Reaction to the Appointment


The reaction is pouring out, with non-Voinovich Republicans tepidly embracing Bush’s decisions, and Democrats strongly criticizing it. The Washington Post has a round up.
Senator Biden’s statement hits most of the key points:

WASHINGTON, DC – U.S. Senator Joe Biden (D-DE), the top Democrat on the Foreign Relations Committee, today issued the following statement.
“Sending John Bolton to the U.N. behind the Senate’s back is a mistake is every respect. The reason John Bolton didn’t get a vote in the Senate is because the administration refused to provide information to which no one disputes the Senate is entitled. This is not the intended use of the President’s recess power – it’s an abuse of that power. A recess appointment is appropriate when the Senate is unable to act, or unwilling to act. It’s not appropriate when the administration is acting in bad faith.”
“Mr. Bolton does not have the full confidence of the U.S. Senate. This recess appointment will hurt our nation’s interests and hinder Mr. Bolton’s effectiveness.” Since the UN’s founding in 1945, the United States has sent 24 ambassadors to the UN. Not one has been recess appointed.
“We know that John Bolton repeatedly tried to stretch intelligence and to remove intelligence analysts who disagreed with him.
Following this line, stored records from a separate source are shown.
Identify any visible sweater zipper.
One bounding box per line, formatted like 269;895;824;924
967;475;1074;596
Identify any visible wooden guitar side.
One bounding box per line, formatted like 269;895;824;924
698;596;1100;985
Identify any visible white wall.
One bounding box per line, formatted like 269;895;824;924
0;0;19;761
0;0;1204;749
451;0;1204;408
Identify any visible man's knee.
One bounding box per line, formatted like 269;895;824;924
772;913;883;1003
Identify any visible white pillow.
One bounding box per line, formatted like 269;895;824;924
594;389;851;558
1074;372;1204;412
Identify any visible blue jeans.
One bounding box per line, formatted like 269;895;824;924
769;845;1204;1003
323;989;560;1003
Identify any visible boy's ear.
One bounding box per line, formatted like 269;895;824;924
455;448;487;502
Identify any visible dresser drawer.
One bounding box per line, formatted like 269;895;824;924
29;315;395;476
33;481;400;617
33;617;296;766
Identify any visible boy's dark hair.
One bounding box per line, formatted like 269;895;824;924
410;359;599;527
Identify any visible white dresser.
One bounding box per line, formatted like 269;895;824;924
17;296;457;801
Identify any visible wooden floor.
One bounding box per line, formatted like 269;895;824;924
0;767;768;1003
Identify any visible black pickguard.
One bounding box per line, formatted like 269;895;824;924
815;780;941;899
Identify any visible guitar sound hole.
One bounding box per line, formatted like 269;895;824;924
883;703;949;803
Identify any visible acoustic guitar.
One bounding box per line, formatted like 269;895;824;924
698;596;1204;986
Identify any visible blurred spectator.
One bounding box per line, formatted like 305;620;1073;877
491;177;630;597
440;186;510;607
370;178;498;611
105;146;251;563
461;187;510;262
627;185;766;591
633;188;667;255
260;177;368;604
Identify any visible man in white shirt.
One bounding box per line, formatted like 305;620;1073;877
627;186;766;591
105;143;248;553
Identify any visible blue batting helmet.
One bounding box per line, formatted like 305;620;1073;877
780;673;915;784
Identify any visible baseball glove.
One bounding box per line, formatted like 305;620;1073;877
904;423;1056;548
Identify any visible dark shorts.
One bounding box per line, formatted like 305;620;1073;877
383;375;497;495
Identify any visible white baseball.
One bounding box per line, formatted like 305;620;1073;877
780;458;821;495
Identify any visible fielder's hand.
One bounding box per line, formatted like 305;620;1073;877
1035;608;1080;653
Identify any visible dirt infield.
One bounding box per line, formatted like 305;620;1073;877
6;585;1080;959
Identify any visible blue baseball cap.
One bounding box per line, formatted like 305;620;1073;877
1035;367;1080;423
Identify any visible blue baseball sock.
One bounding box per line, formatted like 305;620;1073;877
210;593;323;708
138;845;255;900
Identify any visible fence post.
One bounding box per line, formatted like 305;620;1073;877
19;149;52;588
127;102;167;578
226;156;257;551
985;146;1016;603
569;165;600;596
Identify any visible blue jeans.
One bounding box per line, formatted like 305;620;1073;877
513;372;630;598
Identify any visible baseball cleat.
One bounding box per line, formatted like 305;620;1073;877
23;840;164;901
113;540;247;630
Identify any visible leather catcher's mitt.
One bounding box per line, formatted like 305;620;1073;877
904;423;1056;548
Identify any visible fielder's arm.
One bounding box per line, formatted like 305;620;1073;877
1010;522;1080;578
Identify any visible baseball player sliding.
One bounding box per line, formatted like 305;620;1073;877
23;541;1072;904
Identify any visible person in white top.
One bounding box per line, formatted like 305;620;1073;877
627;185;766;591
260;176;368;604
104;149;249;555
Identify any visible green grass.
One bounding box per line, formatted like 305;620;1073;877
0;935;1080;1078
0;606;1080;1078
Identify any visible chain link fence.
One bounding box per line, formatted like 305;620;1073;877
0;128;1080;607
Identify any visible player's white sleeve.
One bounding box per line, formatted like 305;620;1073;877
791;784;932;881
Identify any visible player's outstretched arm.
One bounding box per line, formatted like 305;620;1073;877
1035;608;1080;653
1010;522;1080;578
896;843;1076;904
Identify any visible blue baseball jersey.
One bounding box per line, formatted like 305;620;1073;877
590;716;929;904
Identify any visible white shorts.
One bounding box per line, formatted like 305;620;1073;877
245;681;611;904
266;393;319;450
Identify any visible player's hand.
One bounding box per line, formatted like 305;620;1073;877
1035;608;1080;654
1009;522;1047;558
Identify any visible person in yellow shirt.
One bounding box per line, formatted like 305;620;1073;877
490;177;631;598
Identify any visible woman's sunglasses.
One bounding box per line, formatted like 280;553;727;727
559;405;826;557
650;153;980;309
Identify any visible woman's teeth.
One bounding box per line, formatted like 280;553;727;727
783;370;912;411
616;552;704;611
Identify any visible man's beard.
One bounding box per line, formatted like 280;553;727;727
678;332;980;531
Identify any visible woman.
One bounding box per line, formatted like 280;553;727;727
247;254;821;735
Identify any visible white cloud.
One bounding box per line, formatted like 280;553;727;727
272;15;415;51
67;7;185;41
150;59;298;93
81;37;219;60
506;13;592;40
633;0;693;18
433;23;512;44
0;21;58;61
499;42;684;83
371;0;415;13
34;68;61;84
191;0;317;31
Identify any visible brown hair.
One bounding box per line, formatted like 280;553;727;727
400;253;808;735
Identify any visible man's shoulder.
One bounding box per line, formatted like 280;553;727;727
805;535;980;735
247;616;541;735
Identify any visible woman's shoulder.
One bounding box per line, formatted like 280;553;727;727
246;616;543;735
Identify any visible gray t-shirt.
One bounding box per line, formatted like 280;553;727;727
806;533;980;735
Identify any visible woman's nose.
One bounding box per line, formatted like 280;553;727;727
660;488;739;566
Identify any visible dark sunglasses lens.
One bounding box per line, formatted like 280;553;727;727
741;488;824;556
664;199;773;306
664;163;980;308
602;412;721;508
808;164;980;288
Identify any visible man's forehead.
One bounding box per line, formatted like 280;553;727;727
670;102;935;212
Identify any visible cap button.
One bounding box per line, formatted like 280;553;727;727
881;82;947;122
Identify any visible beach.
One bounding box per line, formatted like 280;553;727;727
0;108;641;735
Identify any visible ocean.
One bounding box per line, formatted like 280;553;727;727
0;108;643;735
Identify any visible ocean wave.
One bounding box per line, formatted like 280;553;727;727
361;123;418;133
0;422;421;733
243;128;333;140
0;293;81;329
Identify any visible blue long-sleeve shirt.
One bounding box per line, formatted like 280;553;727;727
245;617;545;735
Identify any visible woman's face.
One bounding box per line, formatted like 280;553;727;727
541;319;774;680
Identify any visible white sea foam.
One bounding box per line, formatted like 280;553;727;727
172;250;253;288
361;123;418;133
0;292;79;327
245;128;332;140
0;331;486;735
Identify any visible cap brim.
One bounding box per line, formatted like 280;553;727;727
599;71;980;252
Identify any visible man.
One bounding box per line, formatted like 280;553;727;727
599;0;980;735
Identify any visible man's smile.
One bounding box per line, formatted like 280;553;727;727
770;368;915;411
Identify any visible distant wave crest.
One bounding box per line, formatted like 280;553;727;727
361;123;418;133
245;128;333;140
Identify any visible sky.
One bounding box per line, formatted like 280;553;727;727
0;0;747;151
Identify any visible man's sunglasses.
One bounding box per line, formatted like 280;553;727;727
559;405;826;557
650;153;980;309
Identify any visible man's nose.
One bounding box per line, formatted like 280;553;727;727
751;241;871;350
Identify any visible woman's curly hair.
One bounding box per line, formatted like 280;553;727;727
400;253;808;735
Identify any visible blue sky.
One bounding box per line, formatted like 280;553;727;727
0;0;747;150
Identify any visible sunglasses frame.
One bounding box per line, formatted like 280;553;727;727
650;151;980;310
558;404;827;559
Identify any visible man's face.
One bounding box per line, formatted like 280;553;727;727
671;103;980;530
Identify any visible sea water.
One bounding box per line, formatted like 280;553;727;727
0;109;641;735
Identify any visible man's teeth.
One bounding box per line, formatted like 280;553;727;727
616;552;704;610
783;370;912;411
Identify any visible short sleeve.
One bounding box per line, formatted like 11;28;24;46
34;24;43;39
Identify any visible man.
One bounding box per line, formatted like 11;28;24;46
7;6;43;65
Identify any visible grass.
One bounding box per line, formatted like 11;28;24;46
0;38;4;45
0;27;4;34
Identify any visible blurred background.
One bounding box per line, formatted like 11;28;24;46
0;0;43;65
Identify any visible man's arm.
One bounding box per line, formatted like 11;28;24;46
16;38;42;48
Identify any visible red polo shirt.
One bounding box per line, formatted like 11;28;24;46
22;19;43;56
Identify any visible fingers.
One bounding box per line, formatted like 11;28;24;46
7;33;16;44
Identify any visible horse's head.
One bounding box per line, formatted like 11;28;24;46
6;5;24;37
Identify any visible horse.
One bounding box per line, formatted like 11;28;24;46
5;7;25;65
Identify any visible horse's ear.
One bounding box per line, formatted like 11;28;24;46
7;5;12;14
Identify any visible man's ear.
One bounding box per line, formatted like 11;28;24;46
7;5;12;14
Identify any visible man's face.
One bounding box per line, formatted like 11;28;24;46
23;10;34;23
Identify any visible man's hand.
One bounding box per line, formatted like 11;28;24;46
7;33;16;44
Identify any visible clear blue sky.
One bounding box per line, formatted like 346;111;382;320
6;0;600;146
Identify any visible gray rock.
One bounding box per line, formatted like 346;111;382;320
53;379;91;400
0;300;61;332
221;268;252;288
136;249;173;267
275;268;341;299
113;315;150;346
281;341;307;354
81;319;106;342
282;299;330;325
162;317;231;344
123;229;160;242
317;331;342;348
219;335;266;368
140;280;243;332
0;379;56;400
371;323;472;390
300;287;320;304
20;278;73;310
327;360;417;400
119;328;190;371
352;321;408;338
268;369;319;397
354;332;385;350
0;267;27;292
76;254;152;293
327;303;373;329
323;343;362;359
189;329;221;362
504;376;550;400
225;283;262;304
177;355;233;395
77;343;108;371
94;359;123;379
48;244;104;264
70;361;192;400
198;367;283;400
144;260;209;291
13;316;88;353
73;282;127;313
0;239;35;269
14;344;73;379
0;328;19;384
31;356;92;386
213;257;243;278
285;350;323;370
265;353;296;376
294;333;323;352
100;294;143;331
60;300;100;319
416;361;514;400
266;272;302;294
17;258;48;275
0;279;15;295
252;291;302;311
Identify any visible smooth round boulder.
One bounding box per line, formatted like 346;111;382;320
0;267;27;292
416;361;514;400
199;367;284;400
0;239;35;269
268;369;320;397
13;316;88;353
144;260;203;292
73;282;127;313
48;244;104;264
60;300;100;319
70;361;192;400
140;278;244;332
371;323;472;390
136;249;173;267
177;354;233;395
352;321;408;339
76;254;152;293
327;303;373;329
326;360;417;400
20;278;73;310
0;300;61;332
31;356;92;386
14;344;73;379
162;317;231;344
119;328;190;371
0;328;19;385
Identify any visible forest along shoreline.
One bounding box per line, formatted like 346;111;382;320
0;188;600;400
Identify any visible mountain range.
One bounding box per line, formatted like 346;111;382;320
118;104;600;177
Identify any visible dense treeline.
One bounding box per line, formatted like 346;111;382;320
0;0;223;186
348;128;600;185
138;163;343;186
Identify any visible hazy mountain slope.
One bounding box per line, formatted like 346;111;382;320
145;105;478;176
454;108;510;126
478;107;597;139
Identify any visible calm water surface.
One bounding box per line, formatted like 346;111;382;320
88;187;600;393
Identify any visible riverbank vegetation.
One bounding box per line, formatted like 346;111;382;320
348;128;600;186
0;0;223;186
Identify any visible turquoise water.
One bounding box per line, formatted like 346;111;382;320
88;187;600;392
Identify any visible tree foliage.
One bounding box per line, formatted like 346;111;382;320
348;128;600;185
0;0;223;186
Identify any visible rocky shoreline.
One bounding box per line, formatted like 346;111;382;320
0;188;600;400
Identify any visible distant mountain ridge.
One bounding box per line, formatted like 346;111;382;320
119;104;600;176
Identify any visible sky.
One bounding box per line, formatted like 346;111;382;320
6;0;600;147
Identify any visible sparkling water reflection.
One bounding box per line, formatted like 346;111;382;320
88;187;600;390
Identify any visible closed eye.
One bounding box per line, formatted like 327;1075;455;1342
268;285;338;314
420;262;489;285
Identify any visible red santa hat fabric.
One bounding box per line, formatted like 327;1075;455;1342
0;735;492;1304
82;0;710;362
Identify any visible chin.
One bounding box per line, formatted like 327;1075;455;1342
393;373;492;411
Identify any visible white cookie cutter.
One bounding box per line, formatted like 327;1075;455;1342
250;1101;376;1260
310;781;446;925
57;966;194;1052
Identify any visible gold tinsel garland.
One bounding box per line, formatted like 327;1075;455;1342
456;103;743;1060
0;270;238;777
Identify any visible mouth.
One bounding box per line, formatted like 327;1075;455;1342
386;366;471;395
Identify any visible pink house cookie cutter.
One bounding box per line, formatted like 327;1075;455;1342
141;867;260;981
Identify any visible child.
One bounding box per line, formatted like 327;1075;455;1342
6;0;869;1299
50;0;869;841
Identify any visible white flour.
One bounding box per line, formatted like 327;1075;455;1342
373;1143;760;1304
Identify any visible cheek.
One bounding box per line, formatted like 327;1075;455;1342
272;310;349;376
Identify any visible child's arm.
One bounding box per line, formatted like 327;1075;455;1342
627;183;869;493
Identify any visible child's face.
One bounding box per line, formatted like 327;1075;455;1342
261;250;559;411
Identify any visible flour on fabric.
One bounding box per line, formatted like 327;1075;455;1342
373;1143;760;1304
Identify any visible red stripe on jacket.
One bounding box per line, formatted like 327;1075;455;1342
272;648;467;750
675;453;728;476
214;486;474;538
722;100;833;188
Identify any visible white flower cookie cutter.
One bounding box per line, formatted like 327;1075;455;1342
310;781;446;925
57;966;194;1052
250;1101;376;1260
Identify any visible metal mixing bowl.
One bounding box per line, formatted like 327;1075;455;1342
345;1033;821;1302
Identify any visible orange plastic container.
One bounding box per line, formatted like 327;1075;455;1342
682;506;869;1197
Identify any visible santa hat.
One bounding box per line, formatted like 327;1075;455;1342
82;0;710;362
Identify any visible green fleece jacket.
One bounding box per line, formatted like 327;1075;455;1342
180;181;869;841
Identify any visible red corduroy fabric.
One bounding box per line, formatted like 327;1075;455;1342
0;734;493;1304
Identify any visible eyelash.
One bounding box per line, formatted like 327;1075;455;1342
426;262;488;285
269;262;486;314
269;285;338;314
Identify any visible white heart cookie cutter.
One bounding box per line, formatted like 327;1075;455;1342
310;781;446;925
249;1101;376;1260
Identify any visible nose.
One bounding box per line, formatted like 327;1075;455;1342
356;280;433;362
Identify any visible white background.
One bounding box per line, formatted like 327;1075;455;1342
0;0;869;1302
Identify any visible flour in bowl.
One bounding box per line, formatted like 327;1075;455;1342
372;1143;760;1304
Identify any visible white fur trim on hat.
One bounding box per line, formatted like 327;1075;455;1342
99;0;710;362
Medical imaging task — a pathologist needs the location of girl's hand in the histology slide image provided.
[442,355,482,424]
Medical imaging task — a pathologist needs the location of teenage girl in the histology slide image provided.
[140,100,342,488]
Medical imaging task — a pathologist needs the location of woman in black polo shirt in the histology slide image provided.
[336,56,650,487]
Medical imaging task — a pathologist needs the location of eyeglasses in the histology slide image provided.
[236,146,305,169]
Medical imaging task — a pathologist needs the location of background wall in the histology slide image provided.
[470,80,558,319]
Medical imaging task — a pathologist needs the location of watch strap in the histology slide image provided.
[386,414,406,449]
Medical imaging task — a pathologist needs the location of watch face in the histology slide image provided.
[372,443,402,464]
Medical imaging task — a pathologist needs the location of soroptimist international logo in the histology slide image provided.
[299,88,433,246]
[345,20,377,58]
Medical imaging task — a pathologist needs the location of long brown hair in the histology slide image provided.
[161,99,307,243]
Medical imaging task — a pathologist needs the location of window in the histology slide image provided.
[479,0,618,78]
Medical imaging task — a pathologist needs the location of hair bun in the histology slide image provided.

We know he was not fully forthcoming during the confirmation process.” Just last week the State Department admitted that Mr. Bolton failed to disclose key information about having been interviewed by the Inspector General regarding the intelligence failures in Iraq.
“After all we’ve been through in Iraq with the misuse of intelligence by policymakers, promoting Mr. Bolton sends exactly the wrong message. More than ever, we need someone who can stand up and make the case about North Korea or Iran’s nuclear aspirations. We need someone who has credibility with the international community and Americans can trust. That is not John Bolton.”
Senator Biden also expressed disappointment in the President’s statement today. “Mr. Bolton was not held up by ‘partisan delaying tactics by a handful of senators.’ 44 senators objected to giving Mr. Bolton a vote until the administration gave the Senate information to which it was entitled — hardly a handful. One of Mr. Bolton’s leading opponents was my Republican colleague, Sen. George Voinovich — hardly a partisan flame thrower.”
Senator Biden strongly disputed the notion that Mr. Bolton is critical to the important effort to reform the UN, noting that just four days after Mr. Bolton’s nomination was announced, the administration appointed someone else — Dr. Shirin Tahir-Kheli — to do that job.
Senator Biden expressed the hope that when this temporary assignment expires, the President will send the Senate a more credible nominee. The Constitution says that recess appointments shall “expire at the end of” the next congressional session. Therefore, Mr. Bolton’s temporary assignment ends the day the 2nd session of the 109th Congress adjourns, which is likely to be October of 2006.

I would like to hear the reaction of Rexon Ryu, Fulton Armstrong, Christian Westermann, Charles Prtichard, Carl Ford, Tom Hubbard, John Wolf, Larry Gershwin… the list goes on.